Doch, der Landeshaushalt ist eine Bilanz, die wir erstellen.

Meine sehr verehrten Damen und Herren, die Bundesregierung befindet sich in einem schwierigen Reformprozess. Es gibt – auch das sage ich einmal – führende CDU-Leute, die in einem privaten Gespräch zu mir gesagt haben: „Macht ihr es nur noch eine Weile. Ihr müsst jetzt die Schweinereien machen; die sind dann erledigt. Danach kommen wir wieder an die Regierung und haben ein frei geräumtes Feld.“

(Abg. Drexler SPD: So ist es! – Abg. Dr. Scheffold CDU: Ihr macht doch gar nichts!)

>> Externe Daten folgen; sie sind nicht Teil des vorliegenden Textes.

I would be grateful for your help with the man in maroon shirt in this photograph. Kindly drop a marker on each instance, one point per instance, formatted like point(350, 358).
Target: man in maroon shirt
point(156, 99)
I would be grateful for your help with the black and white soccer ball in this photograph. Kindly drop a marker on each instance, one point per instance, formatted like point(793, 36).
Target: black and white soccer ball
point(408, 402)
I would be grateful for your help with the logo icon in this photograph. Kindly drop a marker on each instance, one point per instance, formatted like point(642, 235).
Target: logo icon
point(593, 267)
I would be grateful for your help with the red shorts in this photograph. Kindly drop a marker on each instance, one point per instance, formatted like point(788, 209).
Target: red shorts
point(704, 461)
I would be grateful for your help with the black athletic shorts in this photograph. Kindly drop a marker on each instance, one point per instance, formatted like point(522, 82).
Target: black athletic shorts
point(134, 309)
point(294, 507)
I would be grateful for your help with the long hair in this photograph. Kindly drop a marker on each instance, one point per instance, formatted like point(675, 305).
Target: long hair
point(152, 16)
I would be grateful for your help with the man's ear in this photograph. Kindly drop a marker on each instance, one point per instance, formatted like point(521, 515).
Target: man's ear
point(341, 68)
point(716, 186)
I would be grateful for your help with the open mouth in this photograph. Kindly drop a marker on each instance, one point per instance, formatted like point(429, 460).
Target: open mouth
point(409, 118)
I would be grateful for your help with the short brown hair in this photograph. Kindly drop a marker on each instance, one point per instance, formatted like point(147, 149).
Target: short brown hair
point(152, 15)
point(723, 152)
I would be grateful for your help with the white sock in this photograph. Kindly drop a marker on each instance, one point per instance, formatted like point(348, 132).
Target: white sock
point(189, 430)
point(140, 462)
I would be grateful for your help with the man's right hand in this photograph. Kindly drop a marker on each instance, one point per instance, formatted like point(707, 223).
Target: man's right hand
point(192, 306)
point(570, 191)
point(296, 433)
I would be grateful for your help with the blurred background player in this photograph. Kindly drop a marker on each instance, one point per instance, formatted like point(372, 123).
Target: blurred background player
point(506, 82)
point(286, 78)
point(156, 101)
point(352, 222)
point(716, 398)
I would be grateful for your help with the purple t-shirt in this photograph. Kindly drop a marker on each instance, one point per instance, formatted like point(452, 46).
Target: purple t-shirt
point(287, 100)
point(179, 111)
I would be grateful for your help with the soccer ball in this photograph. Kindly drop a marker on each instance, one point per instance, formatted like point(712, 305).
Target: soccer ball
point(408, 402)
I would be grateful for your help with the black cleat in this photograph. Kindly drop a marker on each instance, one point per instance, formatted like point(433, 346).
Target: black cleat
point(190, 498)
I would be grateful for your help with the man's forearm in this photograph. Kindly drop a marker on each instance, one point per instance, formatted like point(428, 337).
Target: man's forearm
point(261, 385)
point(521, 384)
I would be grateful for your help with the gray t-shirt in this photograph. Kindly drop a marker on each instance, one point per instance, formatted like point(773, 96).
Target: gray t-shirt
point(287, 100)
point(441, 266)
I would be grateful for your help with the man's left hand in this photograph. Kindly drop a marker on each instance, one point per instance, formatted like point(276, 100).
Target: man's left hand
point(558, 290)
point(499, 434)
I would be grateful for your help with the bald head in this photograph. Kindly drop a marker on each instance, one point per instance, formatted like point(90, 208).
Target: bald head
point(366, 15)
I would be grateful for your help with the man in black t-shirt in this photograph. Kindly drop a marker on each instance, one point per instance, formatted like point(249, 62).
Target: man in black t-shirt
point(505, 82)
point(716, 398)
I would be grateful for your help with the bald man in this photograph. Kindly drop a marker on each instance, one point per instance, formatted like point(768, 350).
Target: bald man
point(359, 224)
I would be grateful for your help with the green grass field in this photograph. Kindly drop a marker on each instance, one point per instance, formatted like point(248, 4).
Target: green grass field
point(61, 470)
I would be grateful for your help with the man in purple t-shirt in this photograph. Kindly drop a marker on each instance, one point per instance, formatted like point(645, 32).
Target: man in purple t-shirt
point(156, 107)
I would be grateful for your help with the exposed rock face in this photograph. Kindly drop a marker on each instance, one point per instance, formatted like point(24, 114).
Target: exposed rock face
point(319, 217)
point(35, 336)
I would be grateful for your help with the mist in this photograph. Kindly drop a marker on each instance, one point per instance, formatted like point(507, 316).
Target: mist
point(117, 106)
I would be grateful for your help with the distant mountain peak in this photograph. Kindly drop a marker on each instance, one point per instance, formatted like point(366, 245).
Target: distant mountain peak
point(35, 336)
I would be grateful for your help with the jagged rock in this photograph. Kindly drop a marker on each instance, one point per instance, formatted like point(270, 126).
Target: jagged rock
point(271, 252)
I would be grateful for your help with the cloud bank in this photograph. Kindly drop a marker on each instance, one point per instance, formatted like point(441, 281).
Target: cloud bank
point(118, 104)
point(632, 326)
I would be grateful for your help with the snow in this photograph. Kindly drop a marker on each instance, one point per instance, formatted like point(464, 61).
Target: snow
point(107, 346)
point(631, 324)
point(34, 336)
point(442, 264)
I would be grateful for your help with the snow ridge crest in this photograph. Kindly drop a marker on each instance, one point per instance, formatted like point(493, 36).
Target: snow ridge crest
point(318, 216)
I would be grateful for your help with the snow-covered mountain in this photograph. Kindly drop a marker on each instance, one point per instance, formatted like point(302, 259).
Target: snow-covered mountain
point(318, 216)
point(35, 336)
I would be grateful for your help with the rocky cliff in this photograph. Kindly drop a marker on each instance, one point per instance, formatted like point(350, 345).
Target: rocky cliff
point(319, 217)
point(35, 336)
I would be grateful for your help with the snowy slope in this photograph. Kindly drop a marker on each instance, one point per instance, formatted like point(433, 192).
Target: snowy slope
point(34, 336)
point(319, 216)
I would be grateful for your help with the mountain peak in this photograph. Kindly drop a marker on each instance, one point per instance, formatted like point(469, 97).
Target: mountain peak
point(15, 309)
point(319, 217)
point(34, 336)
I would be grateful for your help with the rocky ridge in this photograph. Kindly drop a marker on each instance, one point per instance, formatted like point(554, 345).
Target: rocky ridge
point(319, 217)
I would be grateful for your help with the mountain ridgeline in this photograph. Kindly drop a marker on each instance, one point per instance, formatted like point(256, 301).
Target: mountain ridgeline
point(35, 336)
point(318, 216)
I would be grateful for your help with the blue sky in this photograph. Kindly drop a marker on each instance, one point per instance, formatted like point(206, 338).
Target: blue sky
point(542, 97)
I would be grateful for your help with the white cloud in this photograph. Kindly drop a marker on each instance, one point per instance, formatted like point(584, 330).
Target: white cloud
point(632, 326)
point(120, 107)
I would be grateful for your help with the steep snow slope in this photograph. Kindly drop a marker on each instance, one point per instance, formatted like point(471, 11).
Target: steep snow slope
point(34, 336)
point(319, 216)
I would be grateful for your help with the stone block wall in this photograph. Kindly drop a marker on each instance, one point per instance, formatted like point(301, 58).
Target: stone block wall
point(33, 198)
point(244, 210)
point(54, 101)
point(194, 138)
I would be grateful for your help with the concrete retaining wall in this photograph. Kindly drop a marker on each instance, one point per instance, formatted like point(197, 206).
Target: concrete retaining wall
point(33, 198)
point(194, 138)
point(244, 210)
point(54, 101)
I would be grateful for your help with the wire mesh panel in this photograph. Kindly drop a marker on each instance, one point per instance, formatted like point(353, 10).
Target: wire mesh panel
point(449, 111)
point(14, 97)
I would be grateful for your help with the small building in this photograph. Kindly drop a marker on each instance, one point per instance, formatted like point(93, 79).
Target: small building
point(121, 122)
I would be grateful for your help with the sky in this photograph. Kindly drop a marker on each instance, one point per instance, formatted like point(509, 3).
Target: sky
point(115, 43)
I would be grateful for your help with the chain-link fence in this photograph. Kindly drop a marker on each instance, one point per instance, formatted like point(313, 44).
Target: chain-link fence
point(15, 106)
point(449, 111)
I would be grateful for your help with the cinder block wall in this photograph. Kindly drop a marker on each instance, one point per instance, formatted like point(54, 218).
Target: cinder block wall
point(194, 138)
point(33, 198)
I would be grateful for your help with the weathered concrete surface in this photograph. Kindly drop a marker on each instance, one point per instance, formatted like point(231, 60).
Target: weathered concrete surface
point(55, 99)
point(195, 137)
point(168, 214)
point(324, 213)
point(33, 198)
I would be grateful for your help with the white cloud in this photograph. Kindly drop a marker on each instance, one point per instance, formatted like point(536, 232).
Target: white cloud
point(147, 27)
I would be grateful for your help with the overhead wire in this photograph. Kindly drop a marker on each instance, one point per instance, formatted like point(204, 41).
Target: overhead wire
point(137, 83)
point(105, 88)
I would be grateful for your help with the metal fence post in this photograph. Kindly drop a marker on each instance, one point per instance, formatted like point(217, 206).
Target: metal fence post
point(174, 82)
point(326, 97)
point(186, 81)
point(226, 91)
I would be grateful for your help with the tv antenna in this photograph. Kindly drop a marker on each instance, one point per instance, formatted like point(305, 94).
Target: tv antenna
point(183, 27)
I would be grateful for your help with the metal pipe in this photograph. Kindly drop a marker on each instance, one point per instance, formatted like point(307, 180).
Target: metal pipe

So ähnlich oder genauso war auch Ihre Rede, Herr Kollege Scheffold, im Zusammenhang mit der Gesundheitsreform.

(Beifall bei der SPD und Abgeordneten der Grü- nen)

Wenn man etwas miteinander ausmacht, dann müssen beide Seiten dazu stehen.

(Abg. Drexler SPD: So ist es!)

Das macht manchmal keinen Spaß; das weiß ich.

Trotzdem: Die Daten zeigen nach oben. Wir stehen vor einem verbesserten Wachstum; das Wachstum wird kommen.

(Abg. Kleinmann FDP/DVP: Prinzip Hoffnung!)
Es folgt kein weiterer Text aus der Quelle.